Awards, diplomas and certificates will replace the present qualifications jungle, Joe Clancy reports

A radically different unit-based system of vocational qualifications to replace the 4,000-plus already in existence became a step closer this week.

The last in a series of seven regional roadshows to promote the planned Framework for Achievement (FfA) was held in London and Manchester.

Now a three-tier system of adult qualifications based on awards, certificates and diplomas is being prepared for January.

A "unit data bank" is to be established, in which learners can store units of credit to use as building blocks of qualifications.

A target date of 2010 has been set for the new system to replace the existing National Qualifications Framework (NQF), which includes national vocational qualifications and Business and Technology Education Council (Btec) awards. The consultation on the new framework concludes at the end of this month, and a report is due to go to skills minister Ivan Lewis in April.

Further discussions on the detail are then scheduled until July. The Qualifications and Curriculum Authority and the Learning and Skills Council, who are preparing the framework, will conduct the talks.

It is then intended to publish the full specifications and procedures in September, with the FfA becoming "open for business" early next year.

It is also planned to align the framework with the Tomlinson proposals to provide a route into the adult framework from the 14 to 19 phase.

Janet Ryland, from the Learning and Skills Council's national office, speaking at the London roadshow, said: "It would be wrong to second-guess how our system might articulate with the Tomlinson proposals."

Vivien Cutler, executive director of London East LSC, said: "It is a radical approach that has been sought for some time.

"We are trying to raise awareness of what the FfA will be like so people are clear that it is not going to be a replica of the NQF."

The QCA is consulting employers, higher education institutions, awarding bodies, and sector skills councils for their views on how the new framework should work, she added.

"If everyone is signed up to this framework, it will enjoy greater esteem because everyone will have a shared understanding, and more people will be able to get credit for achievement."

Advantages of the FfA are that students' achievements will be recognised even if they do not complete a course.

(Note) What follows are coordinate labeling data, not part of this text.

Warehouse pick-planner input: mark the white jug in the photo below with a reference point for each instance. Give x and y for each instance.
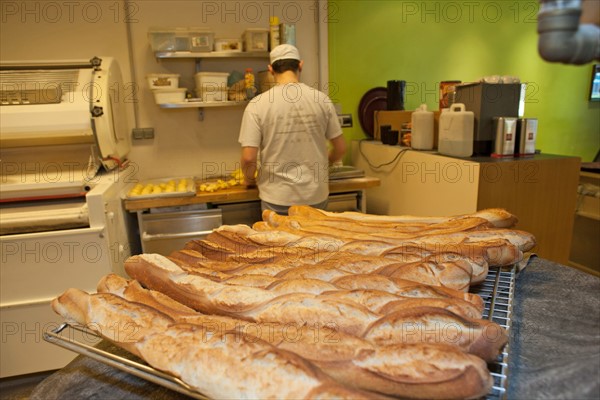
(456, 131)
(422, 128)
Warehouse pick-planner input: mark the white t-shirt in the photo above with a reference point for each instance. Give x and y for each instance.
(290, 125)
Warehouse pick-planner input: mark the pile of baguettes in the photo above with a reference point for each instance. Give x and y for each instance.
(315, 305)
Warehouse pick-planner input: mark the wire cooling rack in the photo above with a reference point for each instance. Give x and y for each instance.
(497, 292)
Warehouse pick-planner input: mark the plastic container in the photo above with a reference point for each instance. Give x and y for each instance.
(211, 96)
(211, 80)
(422, 128)
(256, 39)
(163, 81)
(167, 96)
(265, 81)
(228, 45)
(201, 39)
(456, 128)
(249, 83)
(169, 39)
(211, 86)
(287, 34)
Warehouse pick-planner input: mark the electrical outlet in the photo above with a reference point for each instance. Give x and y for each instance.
(345, 120)
(142, 133)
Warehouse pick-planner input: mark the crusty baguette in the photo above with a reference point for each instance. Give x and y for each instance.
(377, 290)
(497, 216)
(497, 248)
(159, 273)
(423, 370)
(220, 365)
(357, 230)
(258, 305)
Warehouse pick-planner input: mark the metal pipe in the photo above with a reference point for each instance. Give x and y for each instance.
(562, 38)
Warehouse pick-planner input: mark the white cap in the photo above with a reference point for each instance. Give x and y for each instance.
(285, 52)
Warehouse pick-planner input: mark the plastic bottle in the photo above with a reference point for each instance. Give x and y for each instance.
(249, 84)
(456, 131)
(274, 39)
(422, 128)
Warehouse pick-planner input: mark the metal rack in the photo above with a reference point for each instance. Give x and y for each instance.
(134, 368)
(497, 292)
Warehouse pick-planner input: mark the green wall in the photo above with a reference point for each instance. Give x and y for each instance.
(425, 42)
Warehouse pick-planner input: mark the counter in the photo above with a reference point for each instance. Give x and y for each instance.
(541, 190)
(240, 194)
(554, 346)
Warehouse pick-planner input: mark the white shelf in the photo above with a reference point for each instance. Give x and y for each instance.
(201, 104)
(211, 54)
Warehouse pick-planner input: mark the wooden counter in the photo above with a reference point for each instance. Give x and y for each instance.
(240, 193)
(540, 190)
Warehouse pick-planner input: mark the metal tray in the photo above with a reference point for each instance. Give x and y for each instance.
(143, 371)
(190, 189)
(497, 292)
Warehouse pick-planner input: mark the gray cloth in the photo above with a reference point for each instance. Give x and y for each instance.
(555, 336)
(85, 378)
(554, 346)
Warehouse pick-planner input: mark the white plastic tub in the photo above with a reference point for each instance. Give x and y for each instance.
(228, 45)
(256, 39)
(201, 40)
(167, 96)
(169, 39)
(210, 96)
(163, 81)
(211, 81)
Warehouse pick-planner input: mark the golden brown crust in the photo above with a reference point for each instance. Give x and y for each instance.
(422, 370)
(482, 338)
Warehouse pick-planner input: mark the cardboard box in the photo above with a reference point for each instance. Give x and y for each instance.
(396, 118)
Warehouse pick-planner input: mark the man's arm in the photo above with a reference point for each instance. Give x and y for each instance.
(338, 149)
(248, 164)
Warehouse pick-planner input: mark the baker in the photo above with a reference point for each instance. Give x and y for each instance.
(287, 130)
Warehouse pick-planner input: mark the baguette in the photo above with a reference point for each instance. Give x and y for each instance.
(159, 273)
(482, 338)
(358, 230)
(258, 305)
(454, 274)
(376, 291)
(423, 371)
(497, 216)
(496, 247)
(221, 365)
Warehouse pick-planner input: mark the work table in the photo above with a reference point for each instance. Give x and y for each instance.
(553, 346)
(240, 194)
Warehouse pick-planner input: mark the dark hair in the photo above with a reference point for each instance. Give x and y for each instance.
(288, 64)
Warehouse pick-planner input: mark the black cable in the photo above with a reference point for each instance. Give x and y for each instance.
(395, 159)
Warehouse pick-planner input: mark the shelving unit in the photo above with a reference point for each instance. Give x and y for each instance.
(161, 55)
(212, 54)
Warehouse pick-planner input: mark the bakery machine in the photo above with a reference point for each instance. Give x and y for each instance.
(64, 138)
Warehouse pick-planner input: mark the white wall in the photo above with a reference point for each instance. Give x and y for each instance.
(183, 144)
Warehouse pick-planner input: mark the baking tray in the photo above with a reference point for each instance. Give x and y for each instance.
(63, 336)
(190, 189)
(496, 291)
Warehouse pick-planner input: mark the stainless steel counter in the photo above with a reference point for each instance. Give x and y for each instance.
(554, 345)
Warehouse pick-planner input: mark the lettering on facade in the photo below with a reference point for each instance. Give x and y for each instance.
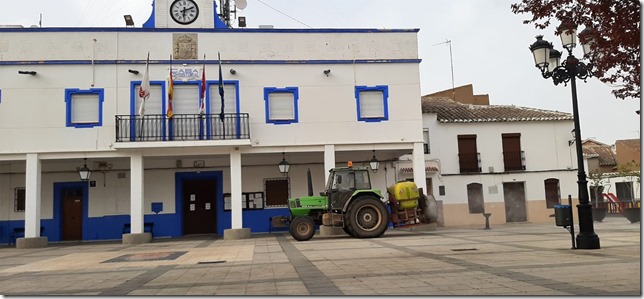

"Many small businesses cannot afford to let their employees out to obtain whole qualifications, but are happy to let them take bite-sized pieces," she said, adding: "It is vital that we upskill our workforce."

Nick Juba, programme leader on the FfA project for the QCA, told delegates at the road show that the existing "qualifications jungle" is very difficult for employers and learners to navigate.

The current framework is "too complicated, too inflexible, too bureaucratic, and recognises a narrow range of achievements", he said.

"We are all too aware that industry spends pound;25 billion a year on training, a lot of which is not recognised," he added.

He said each unit must be capable of standing alone, as well as forming the heart of at least one qualification, but also opportunities to progress under rules of combination to a range of qualifications.

He suggested awards, certificates and diplomas as possible titles for the qualifications, with awards being the lowest and diplomas being equivalent to A-level. "We want a stable framework understood by everyone to include all qualifications for adults and all vocational qualifications outside higher education, under which all awarding bodies will have to recognise each other's units," he said.

The system would need "to articulate" with frameworks being developed in Scotland, Wales, Northern Ireland and Europe.

Mark Haysom, chief executive of the LSC, said: "Millions of people follow thousands of qualifications and courses across the country, so we really need a way to understand the relative value of what they achieve.

"This is very exciting, but also very challenging. To make it work, we need a framework, which is universally agreed. That means working closely with everyone involved in post-16 education and training to make the most of this opportunity."